In fact, QGRNN is also a recurrent neural network that learns various time step evolution from the same input. We need to aggregate the results among the different timestep evolutions to train the QGRNN model. Here we introduce the average fidelity.

  - $L(\theta, \phi) = 1 - \frac{1}{B} \sum^{B}_{j=1} |\langle \psi_{T_j} | U^{j}_{QGRNN}(\theta, \phi)|\psi_0\rangle|^2 = 1 - \frac{1}{B} \sum^{B}_{j=1} \langle Z_{test} \rangle_j $

We can implement this custom keras loss function like this.

In [0]:
def average_fidelity(y_true, y_pred):
    return 1 - K.mean(y_pred)

## Train the QGRNN & get the final result

Again, we can use Keras model fit. To feed a batch of quantum data, we can use `tf.concat` because the quantum circuits are already in `tf.Tensor`. In this case, we know that the lower bound of fidelity is 0, but the true `model_output` is not used in our custom loss function `average_fidelity`. For the purpose of comparison, `initial_params` contains the initial weights & biases of QGRNN. We set learning rate of Adam optimizer to $0.05$ as our paper described.

In [0]:
# Model compile
model = Model(inputs=[state_true, state_pred], outputs=fid_output)
adam = Adam(learning_rate=0.05)
model.compile(optimizer=adam, loss=average_fidelity)
initial_params = model.get_weights()

# Data preparation
y_true = tf.concat(true_final_states, axis=0)
y_pred = tf.concat(pred_final_states, axis=0)
model_input = [y_true, y_pred]
# Lower bound of average fidelity = 0, but not used in average_fidelity
model_output = tf.convert_to_tensor([[0]] * batch_size)

In [0]:
%%time
history = model.fit(x=model_input,
                    y=model_output,
                    batch_size=batch_size,
                    epochs=500)

In [0]:
# Learning curve
plt.plot(history.history['loss'])
plt.title('Learning curve (min loss={:.3e})'.format(
    np.min(history.history['loss'])))
plt.xlabel('iteration')
plt.ylabel('log fidelity')
plt.yscale('log')

In [0]:
# Target Ising model graph
draw(G, pos, weights, biases, 'Target Ising model')
# Initial QGRNN graph.
init_edge_color = initial_params[0][:len(G_qgrnn.edges)]
init_node_color = initial_params[0][len(G_qgrnn.edges):]
draw(G_qgrnn, pos, init_edge_color, init_node_color, 'Initial QGRNN model')
# Trained QGRNN graph.
final_params = model.get_weights()
final_edge_color = final_params[0][:len(G_qgrnn.edges)]
final_node_color = final_params[0][len(G_qgrnn.edges):]
draw(G_qgrnn, pos, final_edge_color, final_node_color, 'Trained QGRNN model')

# Conclusion

In this colab, we implemented a variant of Quantum Graph Neural Networks called Quantum Graph `Recurrent` Neural Network. As the name suggests, this model learns time evolution dynamics of given target Hamiltonian from its quantum data. You can modify and train your own configurations of the model. Here are some suggestions for you.

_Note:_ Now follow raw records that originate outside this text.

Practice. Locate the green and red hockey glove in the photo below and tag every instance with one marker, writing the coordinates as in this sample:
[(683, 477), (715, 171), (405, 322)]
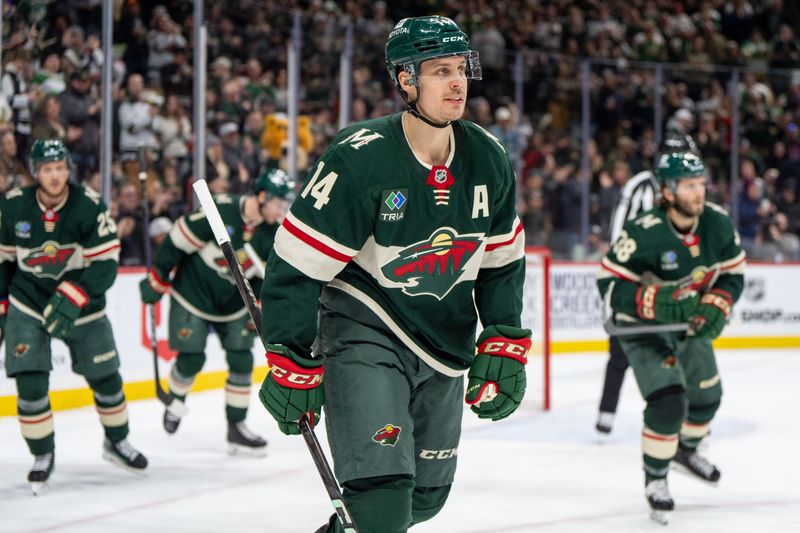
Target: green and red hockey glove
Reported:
[(153, 287), (709, 317), (497, 379), (63, 308), (3, 311), (666, 304), (292, 388)]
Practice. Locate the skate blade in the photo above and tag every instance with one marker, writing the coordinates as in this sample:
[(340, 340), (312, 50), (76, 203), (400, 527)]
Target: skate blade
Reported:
[(116, 461), (39, 487), (237, 450), (177, 408), (660, 517), (685, 471)]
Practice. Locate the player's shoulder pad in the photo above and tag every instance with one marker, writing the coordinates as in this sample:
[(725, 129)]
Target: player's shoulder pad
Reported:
[(365, 136)]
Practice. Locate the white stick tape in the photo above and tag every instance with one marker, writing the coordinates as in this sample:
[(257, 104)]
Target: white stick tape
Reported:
[(212, 213)]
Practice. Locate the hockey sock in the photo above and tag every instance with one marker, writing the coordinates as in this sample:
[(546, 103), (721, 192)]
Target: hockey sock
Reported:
[(426, 502), (697, 424), (181, 377), (110, 403), (33, 411), (663, 416), (237, 386), (379, 504)]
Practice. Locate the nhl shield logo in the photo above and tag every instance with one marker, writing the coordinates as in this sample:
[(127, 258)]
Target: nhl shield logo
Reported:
[(433, 266)]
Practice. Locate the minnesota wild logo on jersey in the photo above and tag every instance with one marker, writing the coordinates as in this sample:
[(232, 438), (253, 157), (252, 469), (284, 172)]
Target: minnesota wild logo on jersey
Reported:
[(50, 259), (432, 266)]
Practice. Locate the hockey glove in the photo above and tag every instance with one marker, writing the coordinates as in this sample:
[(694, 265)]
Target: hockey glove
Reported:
[(3, 312), (497, 376), (666, 304), (63, 308), (153, 286), (292, 388), (709, 317)]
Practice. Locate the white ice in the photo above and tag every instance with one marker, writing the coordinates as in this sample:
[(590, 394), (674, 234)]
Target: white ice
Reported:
[(542, 472)]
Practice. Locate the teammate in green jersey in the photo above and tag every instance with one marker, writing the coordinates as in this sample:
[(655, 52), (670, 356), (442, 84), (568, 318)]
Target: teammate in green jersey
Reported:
[(681, 262), (58, 256), (403, 235), (203, 295)]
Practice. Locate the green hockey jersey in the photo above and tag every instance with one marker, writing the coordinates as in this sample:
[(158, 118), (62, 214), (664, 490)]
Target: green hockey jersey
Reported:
[(418, 250), (39, 248), (202, 283), (650, 251)]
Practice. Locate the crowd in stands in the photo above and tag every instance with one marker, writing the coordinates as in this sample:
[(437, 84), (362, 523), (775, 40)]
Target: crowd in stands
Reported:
[(53, 58)]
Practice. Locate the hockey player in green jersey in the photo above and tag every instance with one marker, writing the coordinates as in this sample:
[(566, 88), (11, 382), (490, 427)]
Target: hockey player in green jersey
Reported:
[(58, 257), (404, 233), (203, 295), (680, 262)]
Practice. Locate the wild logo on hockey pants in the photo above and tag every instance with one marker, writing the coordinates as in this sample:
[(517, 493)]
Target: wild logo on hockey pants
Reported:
[(387, 435)]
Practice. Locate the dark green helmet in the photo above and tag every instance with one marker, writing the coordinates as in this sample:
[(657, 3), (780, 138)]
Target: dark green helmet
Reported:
[(44, 151), (276, 183), (414, 40), (675, 166)]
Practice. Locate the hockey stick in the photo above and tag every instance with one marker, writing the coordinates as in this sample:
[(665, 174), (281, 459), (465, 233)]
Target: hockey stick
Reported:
[(246, 292), (616, 331), (176, 407)]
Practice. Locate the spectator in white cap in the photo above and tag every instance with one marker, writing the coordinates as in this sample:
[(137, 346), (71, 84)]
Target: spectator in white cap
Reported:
[(508, 133), (234, 157), (681, 123), (159, 229)]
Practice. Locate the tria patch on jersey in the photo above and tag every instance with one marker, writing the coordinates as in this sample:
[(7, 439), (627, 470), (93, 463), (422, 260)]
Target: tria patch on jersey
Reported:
[(387, 435), (23, 229), (50, 259), (393, 205), (669, 260), (441, 180), (433, 266)]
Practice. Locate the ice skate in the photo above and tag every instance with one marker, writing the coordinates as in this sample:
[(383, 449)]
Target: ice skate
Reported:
[(40, 472), (691, 462), (242, 441), (605, 422), (661, 503), (125, 456), (171, 422)]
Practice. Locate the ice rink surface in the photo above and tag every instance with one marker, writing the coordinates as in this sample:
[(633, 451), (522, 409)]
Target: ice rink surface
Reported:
[(537, 472)]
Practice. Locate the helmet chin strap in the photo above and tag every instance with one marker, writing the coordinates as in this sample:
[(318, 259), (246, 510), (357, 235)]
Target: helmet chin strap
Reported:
[(412, 108)]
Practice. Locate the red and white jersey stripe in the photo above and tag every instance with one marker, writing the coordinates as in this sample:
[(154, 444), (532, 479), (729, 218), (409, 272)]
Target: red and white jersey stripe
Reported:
[(309, 251), (506, 248)]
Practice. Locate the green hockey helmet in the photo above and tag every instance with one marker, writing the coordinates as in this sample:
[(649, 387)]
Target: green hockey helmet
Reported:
[(417, 39), (276, 183), (45, 151), (675, 166)]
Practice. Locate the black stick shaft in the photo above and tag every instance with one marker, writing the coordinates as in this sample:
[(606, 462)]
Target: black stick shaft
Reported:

- Set `train_mixer=True` in class `QuantumGraphRNN` and retrain the model. Then the mixer Hamiltonian in QGRNN becomes also trainable. What can you observe after training?

- We added missing edges in the cycle `0->1->...->5->0`. What if we remove the cycle? It means the QGRNN doesn't know any clue of the true Hamiltonian at all except the number of qubits. Set `add_cycle=False`. Is the loss still going to the order of `1e-4`?